Returning from injury in 2009/10, Ibisevic had another solid campaign, with 12 goals and six assists – including a fantastic 21-minute hat-trick against his future club, Hertha Berlin. He spent another season and a half with Hoffenheim, before joining three-time Bundesliga winners VfB Stuttgart in January 2012. The Swabians had been having an up-and-down season, but thanks to eight goals in 15 games from Ibisevic, they finished sixth to reach the UEFA Europa League.

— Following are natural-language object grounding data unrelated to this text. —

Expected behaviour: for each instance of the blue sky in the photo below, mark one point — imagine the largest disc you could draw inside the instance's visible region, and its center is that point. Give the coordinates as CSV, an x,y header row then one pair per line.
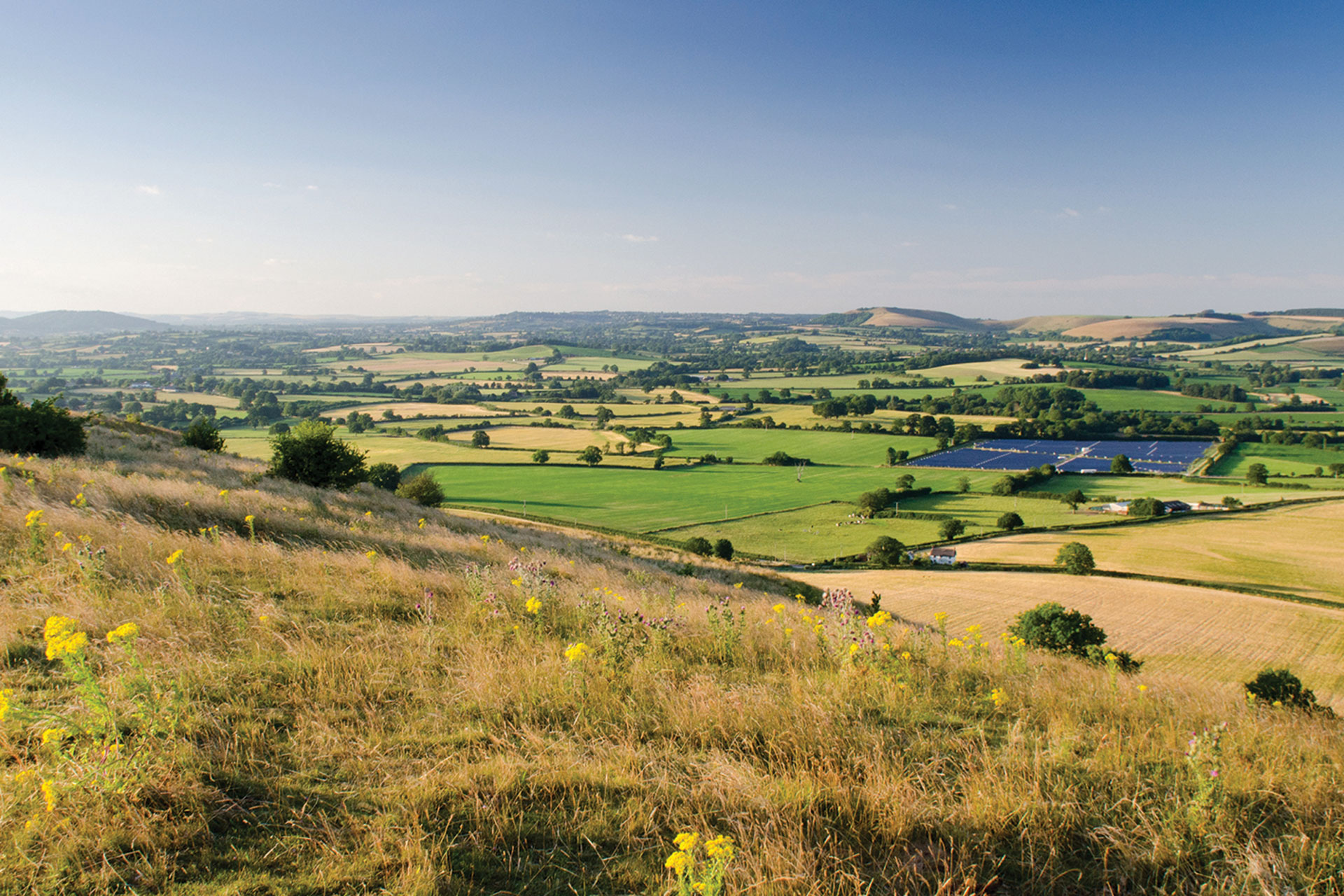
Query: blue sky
x,y
987,159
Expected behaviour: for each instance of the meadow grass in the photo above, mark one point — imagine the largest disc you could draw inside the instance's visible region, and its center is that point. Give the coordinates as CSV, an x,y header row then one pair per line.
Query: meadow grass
x,y
356,703
1291,551
1203,634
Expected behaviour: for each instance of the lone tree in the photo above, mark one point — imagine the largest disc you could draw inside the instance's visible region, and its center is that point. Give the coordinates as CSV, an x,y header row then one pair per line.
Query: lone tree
x,y
1280,687
886,552
1075,558
699,546
312,454
204,435
1049,626
385,476
1147,508
424,489
39,428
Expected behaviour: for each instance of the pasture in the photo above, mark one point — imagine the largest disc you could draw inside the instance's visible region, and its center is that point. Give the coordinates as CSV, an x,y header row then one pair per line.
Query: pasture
x,y
1292,550
1214,637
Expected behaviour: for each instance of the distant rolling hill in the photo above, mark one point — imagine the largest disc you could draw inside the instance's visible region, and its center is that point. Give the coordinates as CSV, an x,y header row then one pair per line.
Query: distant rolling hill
x,y
57,323
913,317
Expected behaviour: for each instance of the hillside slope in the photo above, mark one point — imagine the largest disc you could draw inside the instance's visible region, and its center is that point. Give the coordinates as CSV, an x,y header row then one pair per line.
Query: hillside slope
x,y
346,694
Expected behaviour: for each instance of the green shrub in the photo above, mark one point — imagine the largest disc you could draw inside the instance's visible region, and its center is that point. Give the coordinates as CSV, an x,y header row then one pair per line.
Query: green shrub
x,y
385,476
886,552
1280,687
1075,558
203,434
1049,626
699,546
39,428
312,454
424,489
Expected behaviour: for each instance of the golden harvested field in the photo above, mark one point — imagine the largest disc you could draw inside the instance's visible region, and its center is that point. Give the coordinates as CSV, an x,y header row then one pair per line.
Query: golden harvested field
x,y
1210,636
1142,327
1294,551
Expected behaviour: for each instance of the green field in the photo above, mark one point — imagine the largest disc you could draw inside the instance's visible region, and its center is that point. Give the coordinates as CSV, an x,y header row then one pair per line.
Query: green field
x,y
827,531
1281,460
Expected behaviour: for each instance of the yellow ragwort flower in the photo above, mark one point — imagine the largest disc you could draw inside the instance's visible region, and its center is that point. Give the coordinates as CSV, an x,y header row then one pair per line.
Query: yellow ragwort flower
x,y
67,645
124,631
687,841
58,628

He enjoyed his most successful season with Stuttgart in 2012/2013. As well as notching up 15 goals in 30 Bundesliga outings, he grabbed five in the Europa League and four in the DFB Cup, where Stuttgart were beaten 3-2 by Bayern Munich in a thrilling final. Ibisevic soon recovered from the disappointment. He scored a superb hat-trick against former club Hoffenheim the following September, before one of the biggest moments of his career, and arguably his life.

On 15 October 2013, he scored the only goal in Bosnia and Herzegovina's 1-0 win over Lithuania, which secured the country's first ever qualification for the FIFA World Cup. It was a momentous occasion, which saw tens of thousands of supporters line the streets of Sarajevo to give the team a hero's welcome.

Ibisevic scored the decisive goal against Lithuania (1-0) to qualify Bosnia-Herzegovina for their first ever FIFA World Cup.

After an injury-affected 2014/15, Ibisevic's Bundesliga journey led him to the capital. He joined Hertha Berlin on loan in the summer of 2015, before the move was made permanent in 2016. Promoted to club captain by coach Pal Dardai, the Bosnian enjoyed a terrific start to the current campaign, with six goals and three assists in his first eight games.

The 2016/17 campaign also saw Ibisevic reach a number of significant milestones. He scored his 20th Bundesliga brace against Hamburg on Matchday 6 – just hours after his wife Zerina had given birth to their daughter – surpassing Barbarez as the Bundesliga's all-time leading Bosnian marksman. He scored his 100th Bundesliga goal with another double against Mainz on Matchday 12, before celebrating his 250th appearance in the German top flight on Matchday 23.   

Ibisevic's accomplishments speak for themselves. The young boy who was forced to hide in a hole and flee his home, to escape the horrors of warfare, has grown into one of the true stars of the Bundesliga. A prolific goalscorer, an inspirational leader and captain, he is a true testament to how the human spirit can overcome adversity. Football was always his escape, but he made it his life.